Health workers to premiers: find solutions to ‘crisis,’ don’t just ask Ottawa for funds
Global News
Health-care workers and advocates hope premiers will look beyond simply asking Ottawa for more health care funding and instead create an action plan to fix the health care crisis.
Amid what many are calling a health-care crisis, those on the front lines want Canadian premiers, who will gather for their first in-person meeting since 2019, to come up with a concrete action plan.
When Kaitlin Laverdure took her two-year-old daughter Everleigh to the emergency room in Pembroke, Ont., in May, she never dreamed she would have to wait for 10 hours, only to have doctors and staff forget about them.
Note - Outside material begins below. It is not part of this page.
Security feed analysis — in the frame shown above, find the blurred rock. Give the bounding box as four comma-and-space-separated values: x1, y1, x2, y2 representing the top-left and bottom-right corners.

Unable to get an appointment with her family doctor, Laverdure was left with no option but to take her toddler to the ER after weeks of receiving no treatment or answers about her daughter’s persistent raspy cough. She worried it could be pneumonia.
At the hospital, after the initial wait to get through triage, Laverdure and her daughter were ushered into a room and told to wait again.
A doctor did come in at one point, but left shortly after, promising to return. He never did.
Finally, a custodian came by and noticed the mother and child.
“Have you been seen yet?” the custodian asked.
“No. The doctor came and he left and I haven’t seen anybody since then. It’s been hours,” Laverdure replied. It was now well past her toddler’s bedtime.